Relationship: Deal With Issues, Not The Person
By Aidy Thomas
As long as there are different people coming together in relationships, there will always be issues. This might not necessarily be as a result of wickedness or stupidity of both or either party but a clear signal of human idiosyncrasy. People are as different from each other as their faces may be and even when they look incredibly alike or better still born as twin: their personalities drift as much as night and day.
Expecting to have a relationship where you think, act and react alike is nothing but a mirage. If there is a possibility of same character display, you may fall unto real boredom —you do not need to be the same to be happy.
Gone are the days where wrong counsel was given to innocent singles looking forward to getting married. “You have to marry someone you are compatible with”. Their idea of compatibility sounded like ‘If you love basket ball; marry someone with the same interest’ ‘Your spouse should be excited to go to pictures with you since you are given to cinema’ If he doesn’t eat what you eat; how then will you enjoy meals together? ‘Staying at home makes you happy so why would you dream of living with a social bloke?
Sincerely speaking, all of these sounded good and genuine but left a lot of people single for ever because some were not lucky enough to find matches of their personalities. Well there is a bit of sense that if you both have same interest; it’s a lot easier to pull along but on the other side, where is the excitement of exploring life if all you continue doing after marriage is what you have been doing since you were born.
Relationship is meant to add something to your life and expose you to new grounds. This why it is said that marriage is not for babies; a mature mind is one ready to accommodate things without mourning about their comfort. I grew up with four brothers who love football to a fault but it was when I got married that I ever attempted watching a match from beginning to the end because my husband won’t give up many things for the game. Today, I can talk about which club is buying which player and for how much; which team plays entertaining game and which one just balloons, etc. Initially it was not so much fun to buy into another person’s thirst but with time, the bonding it delivers would make you ever ready to spend that special moment with him/her even when you can’t readily stand it on your own. Your focus moves from the activity to the fact that you are being there for a loved one.
These differences in thirst and likes could make relationship real hell for some people. Talking about differences in character, attitude and behaviour is a hard nut to crack. You can deny before people that you do rock it hard but the truth lies in your bosom because you can’t deceive yourself. You know exactly how difficult it is for you to agree on certain issues.

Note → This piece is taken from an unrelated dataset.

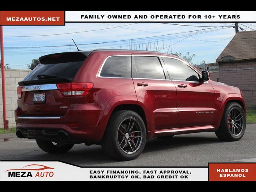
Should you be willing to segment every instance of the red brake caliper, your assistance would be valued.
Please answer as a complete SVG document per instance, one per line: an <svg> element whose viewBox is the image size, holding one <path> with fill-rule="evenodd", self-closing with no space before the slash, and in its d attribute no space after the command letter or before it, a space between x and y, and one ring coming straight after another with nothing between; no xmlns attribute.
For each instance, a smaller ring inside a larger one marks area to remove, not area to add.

When little things are blown out of proportion by lovers, I always tell them there is a build up of emotional hurt in their relationship. If not, how do you explain that Frieda and John appear to be happily married but the day John’s younger sister came to spend a weekend with them, she unearthed what shocked her husband. The poor girl only asked if she could join them to go bowling and she went crazy with a riotous ‘NO’. Before her husband could ask what the matter was she went to recount how the entire family have at different times interrupted her privacy with the man she loved. Things that happened before they got married and those that followed afterwards all came to light.

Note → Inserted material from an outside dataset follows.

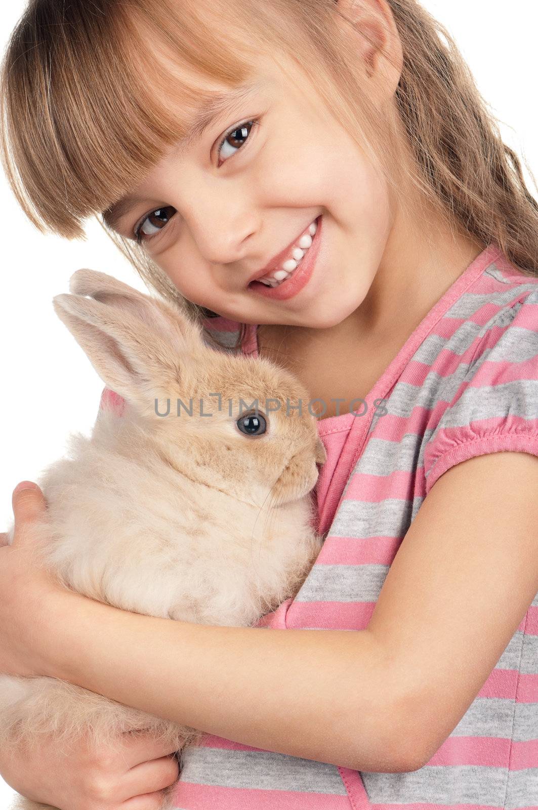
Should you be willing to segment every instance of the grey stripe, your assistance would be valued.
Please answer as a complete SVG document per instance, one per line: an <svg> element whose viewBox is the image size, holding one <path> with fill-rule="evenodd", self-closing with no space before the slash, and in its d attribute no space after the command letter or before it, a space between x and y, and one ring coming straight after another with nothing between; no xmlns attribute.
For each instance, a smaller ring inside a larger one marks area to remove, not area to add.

This eventually landed at John’s court as a husband who cannot protect his wife. It was bad enough that she had accused his mother, sisters and brothers of being intruders in her love life and John was still battling to swallow that; now that the bullet has passed to him, how do you want him to react? Trying to calm Frieda down brought more criticisms and ultimately unhealthy comparison which John found very hard to handle and at the end of the day, the whole outing was ruined; anger ruled and insults took over.
Everyone has his/her weaknesses but pointing a torchlight at them every time there is a disagreement and making the other to feel incapable is nothing but personality attack. Learn to deal with the issues at hand and forget about what had passed. If he leaves his shoes in the living room; tell him you would love him to take it in to the proper place. There is no point reminding him he’s been doing that every time and that he has once left his vest as well. If her cooking failed your ‘tongue test’ at dinner; do you need to say that it tasted just like her mother’s dish you detested? If he had no money to buy gifts for Christmas because business was dull, you don’t need to be pointing at every new dress someone dangles before you or tell him what someone else bought for his wife for Christmas —you are crushing his ego. Your wife missing her colour match on your dinner date does not mean she should be compared with your secretary who has no other job than to search magazines for latest styles and shapes. If you need the clothes to be changed, say so politely without making her feel out of queue.

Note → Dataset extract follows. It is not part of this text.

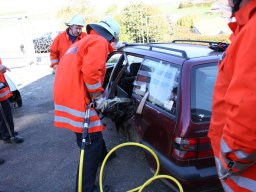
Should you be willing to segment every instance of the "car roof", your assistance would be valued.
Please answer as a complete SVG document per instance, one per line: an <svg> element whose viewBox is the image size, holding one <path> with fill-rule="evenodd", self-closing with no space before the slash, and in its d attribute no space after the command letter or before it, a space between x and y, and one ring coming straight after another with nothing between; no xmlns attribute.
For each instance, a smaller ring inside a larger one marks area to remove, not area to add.
<svg viewBox="0 0 256 192"><path fill-rule="evenodd" d="M197 44L192 43L146 43L146 44L127 44L126 48L133 47L136 49L150 50L154 52L166 53L172 56L177 56L184 59L192 59L198 57L207 57L207 56L219 56L223 53L223 50L219 49L219 44L216 42L204 42L204 41L195 41ZM208 43L209 45L198 44L198 42ZM228 45L225 44L227 47ZM226 48L225 47L225 48ZM124 48L125 49L125 48Z"/></svg>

Dealing with your differences without destroying the ego of the your spouse is something you’ll learn over time as you allow unselfish love to guide your actions —see yourself always in the position of helping each other become the best. If you are secretly competing to measure up who is smarter, richer, finer, more intelligent; the battle will definitely have no end. Trying to subdue or outdo your lover is an unwise thing no one should be thinking of doing.
The truth is that sometimes it is extremely difficult to let certain hurt go easily. It might not be that you enjoy rehearsing them or would want to keep malice with the one you love but you’ve been so terribly hurt that each time the memory comes up, you feel the same anger and resentment you did the day it happened. Does this sound familiar? You need to give yourself time to heal and one of the ways you can heal fast is to concentrate on his/her good side and consider what happened as a mistake and distraction.